Jumat (14/07/23), bertempat di Media Center Pengadilan Agama Parepare dilaksanakan secara daring kegiatan bimbingan teknis peningkatan kompetensi tenaga teknis di lingkungan peradilan agama oleh Direktorat Jenderal Badan Peradilan Agama Mahkamah Agung RI dengan tema Kinestetik Hukum Acara Perdata (Telaah Temuan Penerapan dalam Berkas Kasasi dan Peninjauan Kembali) berdasarkan surat nomor: 1927/DjA/PP.00/7/2023.
Kegiatan dilaksanakan pada pukul 09.00 WITA s.d. selesai, diikuti oleh Ketua Pengadilan Agama Parepare, Wakil Ketua dan dan Hakim Pengadilan Agama Parepare. Kegiatan Pembinaan Bidang Teknis dan Administrasi Yudisial dibuka Plt. Direktur Jenderal Badan Peradilan Agama H. Bambang Heri Mulyono, S.H., M.H., dan narasumber selama kegiatan ialah YM. Hakim Agung Kamar Agama Mahkamah Agung Republik Indonesia, Bapak Dr. H. Purwosusilo, S.H., M.H.

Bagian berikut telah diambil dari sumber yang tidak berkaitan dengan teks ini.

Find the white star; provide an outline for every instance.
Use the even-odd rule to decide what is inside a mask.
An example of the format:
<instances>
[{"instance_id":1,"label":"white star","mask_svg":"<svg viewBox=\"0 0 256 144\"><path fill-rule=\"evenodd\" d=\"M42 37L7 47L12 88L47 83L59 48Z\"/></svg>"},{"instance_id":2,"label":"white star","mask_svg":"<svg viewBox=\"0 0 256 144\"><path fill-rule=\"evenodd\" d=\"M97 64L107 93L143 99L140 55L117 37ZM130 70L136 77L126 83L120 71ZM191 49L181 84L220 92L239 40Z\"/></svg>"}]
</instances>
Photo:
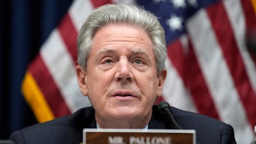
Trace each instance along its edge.
<instances>
[{"instance_id":1,"label":"white star","mask_svg":"<svg viewBox=\"0 0 256 144\"><path fill-rule=\"evenodd\" d=\"M172 15L170 19L167 20L166 24L169 26L170 29L175 30L182 30L182 18L177 17L176 15Z\"/></svg>"},{"instance_id":2,"label":"white star","mask_svg":"<svg viewBox=\"0 0 256 144\"><path fill-rule=\"evenodd\" d=\"M188 3L191 6L194 8L196 8L198 6L198 4L197 3L197 0L188 0Z\"/></svg>"},{"instance_id":3,"label":"white star","mask_svg":"<svg viewBox=\"0 0 256 144\"><path fill-rule=\"evenodd\" d=\"M164 2L165 0L154 0L154 3L159 3L160 1Z\"/></svg>"},{"instance_id":4,"label":"white star","mask_svg":"<svg viewBox=\"0 0 256 144\"><path fill-rule=\"evenodd\" d=\"M176 8L185 8L185 0L172 0L173 6Z\"/></svg>"}]
</instances>

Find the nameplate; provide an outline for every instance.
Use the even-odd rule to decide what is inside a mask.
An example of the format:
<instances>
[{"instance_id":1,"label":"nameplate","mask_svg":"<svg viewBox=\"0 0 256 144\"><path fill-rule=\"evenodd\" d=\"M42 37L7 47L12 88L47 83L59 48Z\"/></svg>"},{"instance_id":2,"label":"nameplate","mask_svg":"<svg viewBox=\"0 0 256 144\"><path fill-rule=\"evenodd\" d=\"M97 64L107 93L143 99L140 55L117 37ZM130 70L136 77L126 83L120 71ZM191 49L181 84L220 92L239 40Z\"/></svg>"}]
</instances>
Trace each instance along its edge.
<instances>
[{"instance_id":1,"label":"nameplate","mask_svg":"<svg viewBox=\"0 0 256 144\"><path fill-rule=\"evenodd\" d=\"M196 144L195 130L84 129L83 144Z\"/></svg>"}]
</instances>

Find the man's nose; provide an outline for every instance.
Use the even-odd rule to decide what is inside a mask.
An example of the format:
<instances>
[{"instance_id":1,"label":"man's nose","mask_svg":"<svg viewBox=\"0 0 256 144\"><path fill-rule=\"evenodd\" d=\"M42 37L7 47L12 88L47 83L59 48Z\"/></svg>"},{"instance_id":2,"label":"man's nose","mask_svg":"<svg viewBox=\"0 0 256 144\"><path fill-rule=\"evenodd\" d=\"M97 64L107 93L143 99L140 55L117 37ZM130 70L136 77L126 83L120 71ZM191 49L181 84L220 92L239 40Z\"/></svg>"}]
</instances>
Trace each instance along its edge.
<instances>
[{"instance_id":1,"label":"man's nose","mask_svg":"<svg viewBox=\"0 0 256 144\"><path fill-rule=\"evenodd\" d=\"M126 58L122 58L118 61L115 79L116 81L133 81L133 75L131 72L131 65Z\"/></svg>"}]
</instances>

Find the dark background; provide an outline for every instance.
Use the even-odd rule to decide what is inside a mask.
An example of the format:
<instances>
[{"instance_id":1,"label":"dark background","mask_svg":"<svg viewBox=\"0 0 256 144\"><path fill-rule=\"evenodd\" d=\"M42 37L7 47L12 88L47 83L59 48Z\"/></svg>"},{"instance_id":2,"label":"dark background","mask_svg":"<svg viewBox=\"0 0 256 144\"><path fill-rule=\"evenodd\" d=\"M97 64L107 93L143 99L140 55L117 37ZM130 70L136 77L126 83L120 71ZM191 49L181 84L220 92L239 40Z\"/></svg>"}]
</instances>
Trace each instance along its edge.
<instances>
[{"instance_id":1,"label":"dark background","mask_svg":"<svg viewBox=\"0 0 256 144\"><path fill-rule=\"evenodd\" d=\"M0 1L0 140L36 124L21 94L29 62L72 0Z\"/></svg>"}]
</instances>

Dalam sambutannya, Plt. Direktur Jenderal Badan Peradilan Agama H. Bambang Heri Mulyono, S.H., M.H., menyampaikan pentingnya peningkatan kompetensi tenaga teknis dalam menyelenggarakan proses peradilan agama. Peningkatan kompetensi tenaga teknis dalam sistem peradilan agama sangat penting untuk memastikan keberlanjutan dan peningkatan kualitas pengadilan agama. Dengan pemahaman yang lebih baik mengenai hukum acara perdata, tenaga teknis akan mampu menghadapi tantangan dan kompleksitas kasus-kasus yang diajukan ke pengadilan agama dengan lebih efektif. Ia mengungkapkan, "Kegiatan bimbingan teknis ini merupakan kesempatan berharga bagi para tenaga teknis kita untuk meningkatkan pemahaman dan penerapan hukum acara perdata, terutama dalam telaah temuan dalam berkas kasasi dan peninjauan kembali."

Kegiatan bimbingan teknis peningkatan kompetensi tenaga teknis di lingkungan peradilan agama ini diharapkan akan memberikan dampak positif dalam peningkatan mutu layanan peradilan agama di Indonesia. Peningkatan kompetensi tenaga teknis merupakan langkah penting dalam meningkatkan kualitas peradilan agama secara keseluruhan. Dengan pengetahuan yang diperbarui dan keterampilan yang lebih baik dalam menerapkan hukum acara perdata, Pengadilan Agama Parepare dapat lebih efektif dan efisien dalam menyelesaikan perkara yang berada di bawah yurisdiksinya.